Assim, ao esvaziamento dos sentidos sociais, definidores da educação,


promovido pelos cortes de financiamento e pela reestruturação da sua
organização no ensino médio, é preciso acrescentar o esvaziamento do papel
da escola como mediadora das instâncias pública e privada na sociedade, ou
seja, do papel que ela deve exercer na mediação entre a casa e a rua, cujo
objetivo principal é a formação política e ética de cidadãos efetivamente
preparados para a vivência na pólis.

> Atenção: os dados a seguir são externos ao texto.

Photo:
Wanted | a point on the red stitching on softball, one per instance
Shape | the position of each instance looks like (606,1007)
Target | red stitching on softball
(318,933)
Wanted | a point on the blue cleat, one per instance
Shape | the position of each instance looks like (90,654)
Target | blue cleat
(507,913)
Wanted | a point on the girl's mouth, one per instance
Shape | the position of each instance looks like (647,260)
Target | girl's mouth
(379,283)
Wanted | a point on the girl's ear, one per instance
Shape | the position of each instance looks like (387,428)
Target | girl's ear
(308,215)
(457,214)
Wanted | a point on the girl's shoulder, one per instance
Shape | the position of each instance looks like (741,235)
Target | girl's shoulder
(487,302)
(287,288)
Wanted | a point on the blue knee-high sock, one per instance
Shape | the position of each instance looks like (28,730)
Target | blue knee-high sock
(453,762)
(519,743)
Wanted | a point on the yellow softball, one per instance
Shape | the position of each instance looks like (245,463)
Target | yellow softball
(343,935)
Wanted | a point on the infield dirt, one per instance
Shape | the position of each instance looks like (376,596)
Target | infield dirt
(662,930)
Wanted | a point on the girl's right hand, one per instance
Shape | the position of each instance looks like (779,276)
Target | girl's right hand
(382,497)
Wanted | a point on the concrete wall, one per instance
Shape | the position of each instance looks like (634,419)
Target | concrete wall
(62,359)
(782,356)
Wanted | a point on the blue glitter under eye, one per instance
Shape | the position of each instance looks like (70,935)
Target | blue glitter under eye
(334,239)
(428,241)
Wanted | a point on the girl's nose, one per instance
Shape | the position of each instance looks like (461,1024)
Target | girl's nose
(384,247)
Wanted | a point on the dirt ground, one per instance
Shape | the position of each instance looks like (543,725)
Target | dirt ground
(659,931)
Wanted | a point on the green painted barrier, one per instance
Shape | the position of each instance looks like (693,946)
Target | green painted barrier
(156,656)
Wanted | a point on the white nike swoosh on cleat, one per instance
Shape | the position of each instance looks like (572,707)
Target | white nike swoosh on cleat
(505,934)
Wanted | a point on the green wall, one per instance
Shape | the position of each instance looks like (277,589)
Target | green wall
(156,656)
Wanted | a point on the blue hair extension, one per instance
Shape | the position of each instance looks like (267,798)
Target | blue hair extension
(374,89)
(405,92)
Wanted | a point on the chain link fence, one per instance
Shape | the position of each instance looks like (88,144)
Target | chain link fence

Não é à toa que para Nagib os aspectos
legais referentes à educação devem ser buscados não nos pressupostos da
cidadania, mas no Código de Defesa do Consumidor, já que o processo
educacional é por ele pensado simplesmente como o oferecimento de um serviço
de natureza eminentemente econômica, subsidiado pelo entendimento da
responsabilidade parental como uma relação de propriedade representada pelo
mote por ele constantemente repetido: “meus filhos, minhas regras”.
Percebe-se, portanto, como a razão neoliberal e a moral fundamentalista
coadunam-se num processo que, se não se iniciou naquele momento, foi
potencializado pelo golpe de 2016. Assim, o argumento aqui colocado é o de que
a destituição ilegítima da presidenta Dilma Rousseff intensificou e acelerou a
implementação de uma agenda neoliberal no Brasil que, ao menos no âmbito da
educação, concilia-se com interesses do conservadorismo religioso, operando
um mecanismo de privatização do ensino público em suas dimensões
econômica, política e moral. Entre os efeitos mais perversos deste processo
estão a despolitização das discussões públicas e a consequente
desdemocratização das instâncias sociais no país, a escola sendo uma dessas
instâncias principais. Ao sujeito neoliberal encarnado na figura do empreendedor
se junta aqui, portanto, a figura do moralista carola. Não à toa, a tópica “sou
liberal na economia, mas conservador nos costumes” se tornou recorrente entre
os agentes deste processo.
E se é apenas por meio de uma educação realizada de forma livre e
amparada por condições materiais razoáveis que uma sociedade pode se pensar
como democrática, nota-se como e em que medida vivemos hoje no Brasil em
uma democracia violentamente golpeada.